Dans le sillage de Ma Ville à Moi, nous visons La Fabrique des services urbains qui se donne une mission plus opérationnelle. Bien sur, nous ne sommes pas là pour élaborer des solutions, mais pour faire toucher du doigts aux partenaires de Villes 2.0 des éléments tangibles qui s'opposent aux ambitions développées dans l'atelier. Quels sont les obstacles, les blocages, les difficultés que l'usager de la ville rencontre dans cette recherche d'autonomie que nous avons décelée. Nous proposerons une méthodologie de diagnostic. Cela n'épuisera pas le sujet, mais cela nous permettra ensemble d'élaborer au sein de l'atelier et de faire la démonstration que ces impedimenta appellent une démarche d'analyse, de réflexion et d'innovations.

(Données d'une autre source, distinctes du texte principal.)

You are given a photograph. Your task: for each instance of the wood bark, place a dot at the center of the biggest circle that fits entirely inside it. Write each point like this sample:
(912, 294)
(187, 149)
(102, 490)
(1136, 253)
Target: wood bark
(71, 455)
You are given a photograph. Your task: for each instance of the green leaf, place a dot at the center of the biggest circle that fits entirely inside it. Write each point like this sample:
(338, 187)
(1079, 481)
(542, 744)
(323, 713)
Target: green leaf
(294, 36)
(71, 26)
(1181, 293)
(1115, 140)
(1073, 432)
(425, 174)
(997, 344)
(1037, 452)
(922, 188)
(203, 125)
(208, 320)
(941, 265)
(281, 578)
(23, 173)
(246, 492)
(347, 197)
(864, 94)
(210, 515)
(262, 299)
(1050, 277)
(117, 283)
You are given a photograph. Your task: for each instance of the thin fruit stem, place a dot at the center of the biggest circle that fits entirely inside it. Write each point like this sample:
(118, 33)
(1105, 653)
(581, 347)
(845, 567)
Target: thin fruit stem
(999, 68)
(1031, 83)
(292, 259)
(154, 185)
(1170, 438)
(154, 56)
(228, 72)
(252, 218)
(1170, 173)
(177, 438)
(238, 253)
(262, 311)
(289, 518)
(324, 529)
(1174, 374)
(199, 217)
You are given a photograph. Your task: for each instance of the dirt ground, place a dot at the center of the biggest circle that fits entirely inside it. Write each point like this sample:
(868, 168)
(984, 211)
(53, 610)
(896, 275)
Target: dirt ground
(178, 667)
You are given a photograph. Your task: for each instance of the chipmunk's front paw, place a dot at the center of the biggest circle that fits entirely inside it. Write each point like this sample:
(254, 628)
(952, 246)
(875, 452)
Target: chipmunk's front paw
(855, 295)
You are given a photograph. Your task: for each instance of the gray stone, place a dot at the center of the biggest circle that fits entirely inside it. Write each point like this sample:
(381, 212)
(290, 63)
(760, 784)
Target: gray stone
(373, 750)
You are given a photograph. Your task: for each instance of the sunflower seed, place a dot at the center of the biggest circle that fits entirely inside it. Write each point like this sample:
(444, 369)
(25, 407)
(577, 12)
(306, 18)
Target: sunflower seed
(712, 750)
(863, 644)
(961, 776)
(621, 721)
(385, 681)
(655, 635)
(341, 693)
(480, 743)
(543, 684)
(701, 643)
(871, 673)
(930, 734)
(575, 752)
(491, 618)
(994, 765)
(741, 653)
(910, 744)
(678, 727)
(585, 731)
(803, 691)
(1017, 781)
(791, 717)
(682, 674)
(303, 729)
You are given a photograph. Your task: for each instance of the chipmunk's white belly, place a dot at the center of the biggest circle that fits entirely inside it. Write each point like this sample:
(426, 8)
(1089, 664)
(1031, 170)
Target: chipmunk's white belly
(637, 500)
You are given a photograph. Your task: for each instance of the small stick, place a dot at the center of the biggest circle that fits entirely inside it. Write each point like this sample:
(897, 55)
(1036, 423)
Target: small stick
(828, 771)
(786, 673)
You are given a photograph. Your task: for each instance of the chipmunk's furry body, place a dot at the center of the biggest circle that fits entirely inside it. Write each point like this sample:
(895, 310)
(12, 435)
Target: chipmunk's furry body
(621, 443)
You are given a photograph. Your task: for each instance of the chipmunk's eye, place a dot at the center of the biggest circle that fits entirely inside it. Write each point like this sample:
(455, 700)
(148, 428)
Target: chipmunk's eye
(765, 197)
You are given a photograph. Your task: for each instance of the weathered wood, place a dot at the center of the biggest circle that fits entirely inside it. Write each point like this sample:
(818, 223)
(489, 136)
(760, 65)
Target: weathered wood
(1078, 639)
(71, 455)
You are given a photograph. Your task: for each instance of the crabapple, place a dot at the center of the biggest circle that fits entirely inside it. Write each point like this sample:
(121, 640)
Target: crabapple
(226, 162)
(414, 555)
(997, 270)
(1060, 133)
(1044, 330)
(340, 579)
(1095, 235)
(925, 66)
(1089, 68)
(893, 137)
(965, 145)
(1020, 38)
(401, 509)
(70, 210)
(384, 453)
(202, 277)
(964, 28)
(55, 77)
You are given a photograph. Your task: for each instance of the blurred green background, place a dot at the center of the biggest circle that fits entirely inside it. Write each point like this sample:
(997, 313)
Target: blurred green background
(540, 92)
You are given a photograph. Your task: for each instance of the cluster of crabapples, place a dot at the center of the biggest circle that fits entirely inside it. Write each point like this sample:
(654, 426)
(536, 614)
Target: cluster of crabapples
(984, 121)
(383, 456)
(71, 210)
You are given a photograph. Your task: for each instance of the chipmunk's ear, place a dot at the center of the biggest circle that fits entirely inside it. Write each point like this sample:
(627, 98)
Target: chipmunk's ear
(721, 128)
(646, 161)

Nous vous proposons de partager le travail. A vous de réaliser le diagnostic sur un sujet que vous choisirez, sur la base d'un questionnaire que nous élaborerons, sur un terrain que vous réaliserez, avec des enquêteurs que nous vous proposerons si vous le souhaitez. Enfin sur la base des retours de vos questionnaires, nous ferons une analyse que nous mettrons en débat.

Luc Gwiazdzinski
Des pistes stimulantes.
- la définition d'un « solfège de la mobilité »
- l'affirmation de la grille de lecture des hubs : « hub architectural », « hub mobile »,« hub sur soi »,  est riche, et la représentation de ces différentes échelles.